Lake Metroparks Penitentiary Glen’s Kevin P. Clinton Wildlife Center in Kirtland Ohio is asking hunters to donate fish, rabbits, squirrels and Deer or Deer parts to feed an orphaned Bobcat whose mother was killed by a car. I have dropped of about 3 dozen squirrels in the last 3 weeks and they are thrilled to get them. They ask to have them left complete so she can learn to tear apart her food.


----------



## RogerS (Jan 10, 2007)

By the way, they ask to be sure your donated game does not contain lead. If your shot is a through and through its fine.


----------



## Snakecharmer (Apr 9, 2008)

RogerS said:


> Lake Metroparks Penitentiary Glen’s Kevin P. Clinton Wildlife Center in Kirtland Ohio is asking hunters to donate fish, rabbits, squirrels and Deer or Deer parts to feed an orphaned Bobcat whose mother was killed by a car. I have dropped of about 3 dozen squirrels in the last 3 weeks and they are thrilled to get them.
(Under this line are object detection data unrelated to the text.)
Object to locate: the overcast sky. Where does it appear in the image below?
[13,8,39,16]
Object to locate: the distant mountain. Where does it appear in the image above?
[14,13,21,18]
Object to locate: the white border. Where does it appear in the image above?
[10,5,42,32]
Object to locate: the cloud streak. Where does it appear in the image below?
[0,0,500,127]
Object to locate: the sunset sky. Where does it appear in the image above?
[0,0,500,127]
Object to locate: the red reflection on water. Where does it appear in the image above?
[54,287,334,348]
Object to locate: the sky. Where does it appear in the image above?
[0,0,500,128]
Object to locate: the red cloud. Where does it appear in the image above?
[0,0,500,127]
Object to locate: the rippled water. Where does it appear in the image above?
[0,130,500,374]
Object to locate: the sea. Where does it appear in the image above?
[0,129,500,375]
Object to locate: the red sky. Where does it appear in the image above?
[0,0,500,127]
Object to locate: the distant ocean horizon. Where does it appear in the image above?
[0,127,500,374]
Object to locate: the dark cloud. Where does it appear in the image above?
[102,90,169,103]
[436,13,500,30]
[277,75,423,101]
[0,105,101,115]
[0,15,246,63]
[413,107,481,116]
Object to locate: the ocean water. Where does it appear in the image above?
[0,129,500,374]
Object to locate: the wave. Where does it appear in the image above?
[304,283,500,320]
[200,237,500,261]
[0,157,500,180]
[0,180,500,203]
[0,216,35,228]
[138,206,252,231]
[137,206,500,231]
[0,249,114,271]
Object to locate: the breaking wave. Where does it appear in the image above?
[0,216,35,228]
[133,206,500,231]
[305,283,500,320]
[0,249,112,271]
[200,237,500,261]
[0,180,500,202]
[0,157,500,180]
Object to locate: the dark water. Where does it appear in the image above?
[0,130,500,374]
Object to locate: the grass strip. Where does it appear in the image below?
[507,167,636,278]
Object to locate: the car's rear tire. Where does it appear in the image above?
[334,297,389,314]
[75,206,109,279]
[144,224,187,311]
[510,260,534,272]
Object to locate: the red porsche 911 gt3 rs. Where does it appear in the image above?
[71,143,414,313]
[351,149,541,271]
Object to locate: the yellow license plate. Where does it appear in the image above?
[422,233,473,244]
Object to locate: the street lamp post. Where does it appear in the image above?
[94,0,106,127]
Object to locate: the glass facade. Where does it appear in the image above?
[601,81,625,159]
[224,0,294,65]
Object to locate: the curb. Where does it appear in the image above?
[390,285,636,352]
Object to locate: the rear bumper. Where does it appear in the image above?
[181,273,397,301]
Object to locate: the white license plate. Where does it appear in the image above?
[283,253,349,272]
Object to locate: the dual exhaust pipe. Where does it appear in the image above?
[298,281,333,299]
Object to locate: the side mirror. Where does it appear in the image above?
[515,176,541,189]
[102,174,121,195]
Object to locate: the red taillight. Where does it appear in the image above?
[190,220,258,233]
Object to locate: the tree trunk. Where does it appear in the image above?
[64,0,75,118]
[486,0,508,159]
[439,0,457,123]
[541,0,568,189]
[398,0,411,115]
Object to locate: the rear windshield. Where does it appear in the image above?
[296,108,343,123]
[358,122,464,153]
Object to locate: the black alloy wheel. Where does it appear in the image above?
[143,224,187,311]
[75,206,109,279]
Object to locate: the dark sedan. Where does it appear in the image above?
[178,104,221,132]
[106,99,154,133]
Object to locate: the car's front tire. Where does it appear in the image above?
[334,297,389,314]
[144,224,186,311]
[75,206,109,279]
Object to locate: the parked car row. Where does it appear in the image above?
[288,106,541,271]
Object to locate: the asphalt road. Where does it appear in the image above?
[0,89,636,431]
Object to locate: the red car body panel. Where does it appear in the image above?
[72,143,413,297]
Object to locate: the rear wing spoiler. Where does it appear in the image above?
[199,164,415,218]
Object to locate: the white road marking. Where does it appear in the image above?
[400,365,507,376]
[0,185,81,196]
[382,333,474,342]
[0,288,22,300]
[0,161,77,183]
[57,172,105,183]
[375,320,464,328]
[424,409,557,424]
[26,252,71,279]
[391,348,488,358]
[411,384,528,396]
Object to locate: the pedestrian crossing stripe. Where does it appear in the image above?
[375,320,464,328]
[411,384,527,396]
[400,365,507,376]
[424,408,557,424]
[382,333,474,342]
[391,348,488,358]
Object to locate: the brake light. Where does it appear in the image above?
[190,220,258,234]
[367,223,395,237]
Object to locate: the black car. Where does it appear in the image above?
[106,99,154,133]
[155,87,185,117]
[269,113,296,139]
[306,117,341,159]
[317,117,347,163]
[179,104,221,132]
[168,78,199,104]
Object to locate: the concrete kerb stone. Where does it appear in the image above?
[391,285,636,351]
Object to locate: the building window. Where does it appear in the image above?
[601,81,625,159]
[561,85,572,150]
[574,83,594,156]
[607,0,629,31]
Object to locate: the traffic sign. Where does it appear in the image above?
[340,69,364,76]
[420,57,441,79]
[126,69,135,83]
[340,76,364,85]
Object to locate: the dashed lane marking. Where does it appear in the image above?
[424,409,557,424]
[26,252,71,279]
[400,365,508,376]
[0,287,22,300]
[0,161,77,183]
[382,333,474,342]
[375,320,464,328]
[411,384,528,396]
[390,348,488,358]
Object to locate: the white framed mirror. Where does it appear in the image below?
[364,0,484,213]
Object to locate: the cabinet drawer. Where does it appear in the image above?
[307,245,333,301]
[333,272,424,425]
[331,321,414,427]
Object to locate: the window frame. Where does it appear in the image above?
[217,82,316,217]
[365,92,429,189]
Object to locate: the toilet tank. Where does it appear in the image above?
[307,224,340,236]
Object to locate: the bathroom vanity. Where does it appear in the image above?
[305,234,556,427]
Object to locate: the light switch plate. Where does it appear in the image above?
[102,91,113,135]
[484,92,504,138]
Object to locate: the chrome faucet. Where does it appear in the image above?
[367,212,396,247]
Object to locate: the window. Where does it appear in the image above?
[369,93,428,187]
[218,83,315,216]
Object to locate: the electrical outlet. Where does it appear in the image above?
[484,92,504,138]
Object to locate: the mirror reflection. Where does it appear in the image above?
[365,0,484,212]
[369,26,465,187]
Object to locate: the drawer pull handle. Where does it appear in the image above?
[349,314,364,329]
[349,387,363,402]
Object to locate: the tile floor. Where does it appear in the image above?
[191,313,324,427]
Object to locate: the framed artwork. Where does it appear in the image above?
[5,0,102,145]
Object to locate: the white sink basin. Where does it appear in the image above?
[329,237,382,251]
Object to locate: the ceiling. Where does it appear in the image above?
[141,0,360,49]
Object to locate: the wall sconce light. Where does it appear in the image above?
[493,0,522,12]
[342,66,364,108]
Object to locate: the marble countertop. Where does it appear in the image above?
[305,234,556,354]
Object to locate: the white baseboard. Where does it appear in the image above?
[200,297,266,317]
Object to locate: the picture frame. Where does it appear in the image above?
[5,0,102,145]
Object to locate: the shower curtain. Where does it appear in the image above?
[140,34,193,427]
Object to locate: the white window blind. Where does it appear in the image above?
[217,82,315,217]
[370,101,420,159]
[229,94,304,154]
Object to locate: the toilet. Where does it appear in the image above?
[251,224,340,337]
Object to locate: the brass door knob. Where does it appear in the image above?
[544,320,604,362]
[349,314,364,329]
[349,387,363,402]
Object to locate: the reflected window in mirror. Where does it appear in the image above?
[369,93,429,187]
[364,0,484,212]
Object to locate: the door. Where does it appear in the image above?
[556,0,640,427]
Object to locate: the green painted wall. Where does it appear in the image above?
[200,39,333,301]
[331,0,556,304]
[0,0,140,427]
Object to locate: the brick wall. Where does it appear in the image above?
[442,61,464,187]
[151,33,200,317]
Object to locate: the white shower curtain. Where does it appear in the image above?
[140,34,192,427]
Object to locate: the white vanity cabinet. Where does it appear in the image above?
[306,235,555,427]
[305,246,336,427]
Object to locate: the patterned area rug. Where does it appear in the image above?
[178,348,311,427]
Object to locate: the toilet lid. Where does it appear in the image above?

They ask to have them left complete so she can learn to tear apart her food.
> View attachment 222486
> View attachment 222487
> View attachment 222488


Do you know where the mother bobcat was Killed?


----------



## RogerS (Jan 10, 2007)

They said it happened near Coshoctan and will be released in Athens County.

Here is a video of two females the raised and released 2 years ago. 




Newspaper article about current Bobcat http://www.news-herald.com/general-...es-to-the-aid-to-rescue-abandoned-baby-bobcat


----------



## beaver (Sep 28, 2010)

We've picked up 5 from the road in the past month here.


----------